R/mmsplice.R
annotate_mmsplice.Rd
Annotates the mmsplice output with additional columns including the junction as junc_id.
annotate_mmsplice(mmsplice_df, transcripts)
A data.frame like object from mmsplice output. This should at least have the following columns: - ID - exon_id - exons - transcript_id - delta_logit_psi
a GRangesList with transcripts defined as GRanges of exons
created by GenomicFeatures::exonsBy(txdb, by = c("tx"), use.names = TRUE)
.
The exons in individual GRanges are assumed to be sorted according to
transcription sense, that for transcript with positive strand by position and
by descending position for transcripts on negative strand.
A data.frame like object like the input but with additional columns:
junc_id: <chr>_<pos1>_<pos2>_<strand>
event_type: either exon_skipping
or exon_inclusion
If the logit delta PSI score is <= 0, the event is treated as exon skipping. In this case a junction is build from the end of the exon before, and the start of the exon after that.

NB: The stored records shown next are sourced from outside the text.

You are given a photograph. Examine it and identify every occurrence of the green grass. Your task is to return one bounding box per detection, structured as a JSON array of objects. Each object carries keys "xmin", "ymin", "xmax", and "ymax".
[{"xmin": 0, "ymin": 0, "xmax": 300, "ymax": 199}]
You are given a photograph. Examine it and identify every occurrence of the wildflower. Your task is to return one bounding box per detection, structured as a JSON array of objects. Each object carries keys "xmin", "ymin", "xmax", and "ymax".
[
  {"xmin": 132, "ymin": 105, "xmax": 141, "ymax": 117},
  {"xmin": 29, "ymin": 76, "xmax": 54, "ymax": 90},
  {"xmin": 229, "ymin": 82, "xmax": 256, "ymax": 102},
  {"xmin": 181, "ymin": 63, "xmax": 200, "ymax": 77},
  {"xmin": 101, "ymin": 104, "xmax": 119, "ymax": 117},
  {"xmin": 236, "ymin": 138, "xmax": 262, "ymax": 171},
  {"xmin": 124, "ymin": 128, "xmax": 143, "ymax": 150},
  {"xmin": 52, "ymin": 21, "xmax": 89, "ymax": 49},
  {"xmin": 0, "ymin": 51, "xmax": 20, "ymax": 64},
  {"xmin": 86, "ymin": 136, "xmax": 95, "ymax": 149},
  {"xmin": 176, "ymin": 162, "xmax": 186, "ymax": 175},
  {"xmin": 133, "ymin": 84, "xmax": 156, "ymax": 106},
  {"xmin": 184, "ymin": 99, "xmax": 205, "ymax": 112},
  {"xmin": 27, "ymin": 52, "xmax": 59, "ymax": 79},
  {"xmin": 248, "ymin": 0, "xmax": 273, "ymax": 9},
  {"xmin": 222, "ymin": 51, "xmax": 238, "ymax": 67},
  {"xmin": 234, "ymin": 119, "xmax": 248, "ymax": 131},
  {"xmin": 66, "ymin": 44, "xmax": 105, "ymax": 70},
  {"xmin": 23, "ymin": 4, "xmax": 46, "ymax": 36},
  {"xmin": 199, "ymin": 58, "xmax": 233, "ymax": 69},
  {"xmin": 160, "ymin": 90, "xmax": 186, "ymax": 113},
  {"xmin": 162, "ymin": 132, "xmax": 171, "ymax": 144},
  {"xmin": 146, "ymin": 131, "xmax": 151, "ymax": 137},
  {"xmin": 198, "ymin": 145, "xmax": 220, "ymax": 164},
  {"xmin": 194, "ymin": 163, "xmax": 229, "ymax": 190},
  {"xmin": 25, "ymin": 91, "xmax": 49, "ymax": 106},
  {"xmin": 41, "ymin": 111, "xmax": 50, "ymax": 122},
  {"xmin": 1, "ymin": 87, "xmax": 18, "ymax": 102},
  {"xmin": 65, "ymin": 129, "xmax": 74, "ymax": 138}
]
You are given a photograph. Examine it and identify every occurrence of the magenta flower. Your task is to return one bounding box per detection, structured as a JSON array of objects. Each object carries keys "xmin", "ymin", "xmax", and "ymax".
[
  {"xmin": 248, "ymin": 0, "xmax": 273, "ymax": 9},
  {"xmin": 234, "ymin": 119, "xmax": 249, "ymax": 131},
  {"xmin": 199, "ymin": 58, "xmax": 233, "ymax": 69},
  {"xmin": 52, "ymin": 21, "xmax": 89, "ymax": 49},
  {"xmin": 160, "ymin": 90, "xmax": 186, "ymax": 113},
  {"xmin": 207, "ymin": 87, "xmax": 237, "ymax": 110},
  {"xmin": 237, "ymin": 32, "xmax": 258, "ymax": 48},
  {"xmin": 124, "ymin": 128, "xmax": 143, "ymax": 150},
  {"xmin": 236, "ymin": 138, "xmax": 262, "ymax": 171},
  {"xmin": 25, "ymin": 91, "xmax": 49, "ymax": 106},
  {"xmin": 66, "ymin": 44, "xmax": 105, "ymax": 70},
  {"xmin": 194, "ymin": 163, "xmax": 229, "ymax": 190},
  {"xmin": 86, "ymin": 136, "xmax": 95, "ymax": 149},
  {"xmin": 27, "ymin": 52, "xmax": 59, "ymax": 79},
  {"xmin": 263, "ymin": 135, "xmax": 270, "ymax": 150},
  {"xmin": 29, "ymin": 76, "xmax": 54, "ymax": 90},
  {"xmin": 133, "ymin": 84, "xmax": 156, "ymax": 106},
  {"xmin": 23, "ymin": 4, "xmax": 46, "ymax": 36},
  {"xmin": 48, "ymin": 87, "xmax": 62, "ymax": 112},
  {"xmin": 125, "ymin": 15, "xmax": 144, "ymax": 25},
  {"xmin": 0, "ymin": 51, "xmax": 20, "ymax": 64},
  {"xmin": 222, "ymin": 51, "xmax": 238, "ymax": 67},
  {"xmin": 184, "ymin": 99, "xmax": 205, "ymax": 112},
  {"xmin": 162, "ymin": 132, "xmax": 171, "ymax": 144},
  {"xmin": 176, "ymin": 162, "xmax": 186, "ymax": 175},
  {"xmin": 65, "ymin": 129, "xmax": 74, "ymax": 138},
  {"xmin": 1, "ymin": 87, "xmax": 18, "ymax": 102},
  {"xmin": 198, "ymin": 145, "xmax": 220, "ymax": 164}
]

If the logit delta PSI score is > 0, the event is treated as cassette exon. In this case a (canonical) junction is build from the end of the upstream exon to the start of the affected exon and from the end of the affected exon to the start of the next exon.
MMsplice predicts the change on percent spliced in (PSI) for a given annotated exon. Therefore, only exon inclusion and exon skipping needs to be converted to junctions.
For exon skipping the end of the previous and start of the next exon build the junction
For exon inclusion the (canonical) junction is build from the end of the upstream exon to the start of the affected exon and from the end of the affected exon to the start of the next exon.